Финнула покраснела от ярости, но, не успела она открыть рот, как Меллана взяла ее ладонь и взмолилась, глядя в глаза:

- Прости меня, Финн! Я не должна была это говорить, мне очень, очень стыдно. Это была не твоя вина, я знаю, конечно же, ты не виновата ни в чем. Пожалуйста, не уходи, прошу тебя. Мне очень нужна твоя помощь. Ты такая умная, а я невероятно глупа. Пожалуйста, останься еще на минутку, выслушай меня. Изабелла сказала мне, как можно вернуть часть денег, я уверена, это сработает… Но я не могу, мне очень страшно.

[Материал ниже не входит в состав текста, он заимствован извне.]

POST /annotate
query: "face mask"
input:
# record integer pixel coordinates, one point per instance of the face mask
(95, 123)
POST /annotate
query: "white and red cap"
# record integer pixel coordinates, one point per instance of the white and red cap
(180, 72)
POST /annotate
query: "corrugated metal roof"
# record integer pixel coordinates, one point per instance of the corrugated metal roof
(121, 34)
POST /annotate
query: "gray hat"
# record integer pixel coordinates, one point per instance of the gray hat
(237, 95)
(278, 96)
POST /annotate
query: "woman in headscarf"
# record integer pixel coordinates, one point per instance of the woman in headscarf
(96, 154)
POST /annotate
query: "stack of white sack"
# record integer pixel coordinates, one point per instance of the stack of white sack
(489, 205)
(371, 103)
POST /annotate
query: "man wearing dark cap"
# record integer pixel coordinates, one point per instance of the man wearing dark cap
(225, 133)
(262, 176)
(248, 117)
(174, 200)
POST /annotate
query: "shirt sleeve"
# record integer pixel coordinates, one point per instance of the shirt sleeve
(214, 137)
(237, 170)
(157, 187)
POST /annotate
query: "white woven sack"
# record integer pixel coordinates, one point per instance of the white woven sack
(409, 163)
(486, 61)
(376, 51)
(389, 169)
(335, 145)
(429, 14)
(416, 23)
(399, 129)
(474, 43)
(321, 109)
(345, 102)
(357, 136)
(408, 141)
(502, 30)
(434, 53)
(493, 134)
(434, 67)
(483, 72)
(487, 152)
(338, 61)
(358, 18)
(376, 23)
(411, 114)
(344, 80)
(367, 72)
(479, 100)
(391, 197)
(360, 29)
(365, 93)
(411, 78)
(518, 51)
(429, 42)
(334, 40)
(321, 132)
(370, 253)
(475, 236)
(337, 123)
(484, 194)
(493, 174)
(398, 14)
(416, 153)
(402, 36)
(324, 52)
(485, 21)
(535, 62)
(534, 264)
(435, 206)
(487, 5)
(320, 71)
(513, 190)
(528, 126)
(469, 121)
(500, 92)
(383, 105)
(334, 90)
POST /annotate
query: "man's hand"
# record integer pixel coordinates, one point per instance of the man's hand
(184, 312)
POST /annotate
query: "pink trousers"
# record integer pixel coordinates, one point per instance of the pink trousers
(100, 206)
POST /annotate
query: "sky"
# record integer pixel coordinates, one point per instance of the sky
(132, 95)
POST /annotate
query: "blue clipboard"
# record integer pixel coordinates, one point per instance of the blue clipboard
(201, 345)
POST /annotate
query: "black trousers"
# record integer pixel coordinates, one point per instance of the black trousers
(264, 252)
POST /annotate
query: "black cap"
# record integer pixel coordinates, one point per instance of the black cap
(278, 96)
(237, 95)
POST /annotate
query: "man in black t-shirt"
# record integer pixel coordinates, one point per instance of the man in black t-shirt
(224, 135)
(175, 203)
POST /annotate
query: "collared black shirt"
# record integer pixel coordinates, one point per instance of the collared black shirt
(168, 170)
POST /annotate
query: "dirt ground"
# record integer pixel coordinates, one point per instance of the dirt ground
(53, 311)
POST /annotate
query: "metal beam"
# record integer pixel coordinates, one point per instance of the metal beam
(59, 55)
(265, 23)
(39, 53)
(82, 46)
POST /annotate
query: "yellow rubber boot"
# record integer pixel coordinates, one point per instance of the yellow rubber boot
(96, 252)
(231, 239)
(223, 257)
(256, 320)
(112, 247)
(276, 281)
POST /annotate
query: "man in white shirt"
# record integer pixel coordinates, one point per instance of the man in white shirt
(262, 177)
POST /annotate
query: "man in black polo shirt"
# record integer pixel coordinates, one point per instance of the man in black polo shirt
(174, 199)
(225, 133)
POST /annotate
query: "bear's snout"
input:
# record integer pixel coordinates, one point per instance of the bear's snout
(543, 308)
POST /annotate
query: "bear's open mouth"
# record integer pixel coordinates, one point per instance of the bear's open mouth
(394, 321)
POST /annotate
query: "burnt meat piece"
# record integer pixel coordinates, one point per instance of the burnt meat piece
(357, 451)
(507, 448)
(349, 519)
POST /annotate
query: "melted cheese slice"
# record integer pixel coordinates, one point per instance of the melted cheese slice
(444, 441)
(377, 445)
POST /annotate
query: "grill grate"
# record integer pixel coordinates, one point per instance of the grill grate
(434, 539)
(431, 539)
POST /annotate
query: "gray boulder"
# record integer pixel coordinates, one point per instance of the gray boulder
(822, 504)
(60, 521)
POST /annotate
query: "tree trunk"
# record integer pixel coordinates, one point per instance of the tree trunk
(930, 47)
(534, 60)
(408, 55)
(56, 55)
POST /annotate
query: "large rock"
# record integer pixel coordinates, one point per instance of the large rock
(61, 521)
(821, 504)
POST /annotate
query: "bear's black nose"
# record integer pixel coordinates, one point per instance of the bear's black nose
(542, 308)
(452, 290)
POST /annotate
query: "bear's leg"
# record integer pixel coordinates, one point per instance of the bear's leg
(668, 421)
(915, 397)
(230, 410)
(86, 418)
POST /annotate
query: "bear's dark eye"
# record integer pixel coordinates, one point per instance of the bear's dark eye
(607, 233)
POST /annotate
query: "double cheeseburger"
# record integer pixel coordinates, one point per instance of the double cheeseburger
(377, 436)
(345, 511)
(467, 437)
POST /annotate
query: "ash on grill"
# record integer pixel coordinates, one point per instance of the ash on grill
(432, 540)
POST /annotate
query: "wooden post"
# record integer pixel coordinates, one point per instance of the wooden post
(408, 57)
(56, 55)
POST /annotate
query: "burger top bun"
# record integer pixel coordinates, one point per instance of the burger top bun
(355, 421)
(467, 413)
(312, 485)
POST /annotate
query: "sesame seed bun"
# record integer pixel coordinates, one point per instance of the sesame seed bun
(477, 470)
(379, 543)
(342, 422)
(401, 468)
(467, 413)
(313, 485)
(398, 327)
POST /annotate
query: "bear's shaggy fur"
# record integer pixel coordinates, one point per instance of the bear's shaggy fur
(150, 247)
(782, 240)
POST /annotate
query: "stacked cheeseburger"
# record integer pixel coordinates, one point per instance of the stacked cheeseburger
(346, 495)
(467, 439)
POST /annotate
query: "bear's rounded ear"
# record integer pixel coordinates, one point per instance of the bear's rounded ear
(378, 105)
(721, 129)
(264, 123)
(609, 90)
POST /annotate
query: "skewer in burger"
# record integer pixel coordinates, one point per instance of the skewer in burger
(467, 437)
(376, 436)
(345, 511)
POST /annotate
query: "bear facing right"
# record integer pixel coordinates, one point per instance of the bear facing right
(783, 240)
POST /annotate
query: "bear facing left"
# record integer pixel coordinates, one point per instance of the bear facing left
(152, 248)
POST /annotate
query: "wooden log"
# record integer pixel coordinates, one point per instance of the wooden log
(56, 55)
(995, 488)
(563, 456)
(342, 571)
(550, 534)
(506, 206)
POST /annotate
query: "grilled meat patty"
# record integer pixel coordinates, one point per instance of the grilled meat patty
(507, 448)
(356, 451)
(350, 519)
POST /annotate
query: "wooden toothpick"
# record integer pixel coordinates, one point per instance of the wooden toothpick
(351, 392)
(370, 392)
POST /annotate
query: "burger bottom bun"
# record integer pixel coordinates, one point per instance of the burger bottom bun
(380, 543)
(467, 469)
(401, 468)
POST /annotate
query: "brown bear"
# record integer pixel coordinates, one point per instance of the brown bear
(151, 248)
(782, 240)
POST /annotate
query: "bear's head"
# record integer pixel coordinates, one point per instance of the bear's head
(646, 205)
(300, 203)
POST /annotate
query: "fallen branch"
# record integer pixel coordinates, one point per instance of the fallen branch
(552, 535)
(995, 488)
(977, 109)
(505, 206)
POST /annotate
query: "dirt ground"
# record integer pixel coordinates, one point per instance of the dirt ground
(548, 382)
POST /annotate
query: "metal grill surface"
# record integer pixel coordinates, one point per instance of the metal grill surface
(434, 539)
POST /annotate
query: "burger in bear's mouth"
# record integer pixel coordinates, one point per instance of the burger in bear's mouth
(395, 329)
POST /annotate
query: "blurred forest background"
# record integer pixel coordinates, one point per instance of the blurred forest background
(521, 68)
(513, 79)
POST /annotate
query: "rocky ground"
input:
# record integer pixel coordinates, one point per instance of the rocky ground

Финнула слушала сестру вполуха. В другой комнате муж Камиллы открыл дверь, и теперь веселая музыка доносилась и в кухню. Спустя миг-другой Роберт позвал девушек. Проклятье! Он в любую минуту может зайти на кухню, а Меллана – худшая обманщица на свете, правда откроется в ту же секунду, и празднику конец. Будет убийство… Финнула могла лишь надеяться, что Джек Меллори и его чертова ослица сейчас не в Стивенсгейте.

Меллана вдруг выпрямилась, широко распахнув голубые глаза.

- Но ты можешь, Финн! Ты не из робких. Ты ничего не боишься. И это почти то же самое, что поймать лисицу или оленя. Я уверена, это не сложно.

- Что не сложно? – Финнула в недоумении посмотрела на сестру, чье лицо так неожиданно изменилось. Даже следы слез исчезли, в глазах снова загорелся огонь жизни, а розовые губы почти улыбались.

- О, прошу, Финн, скажи, что поможешь мне! – Меллана схватила сестру за руку. – Скажи, что спасешь меня!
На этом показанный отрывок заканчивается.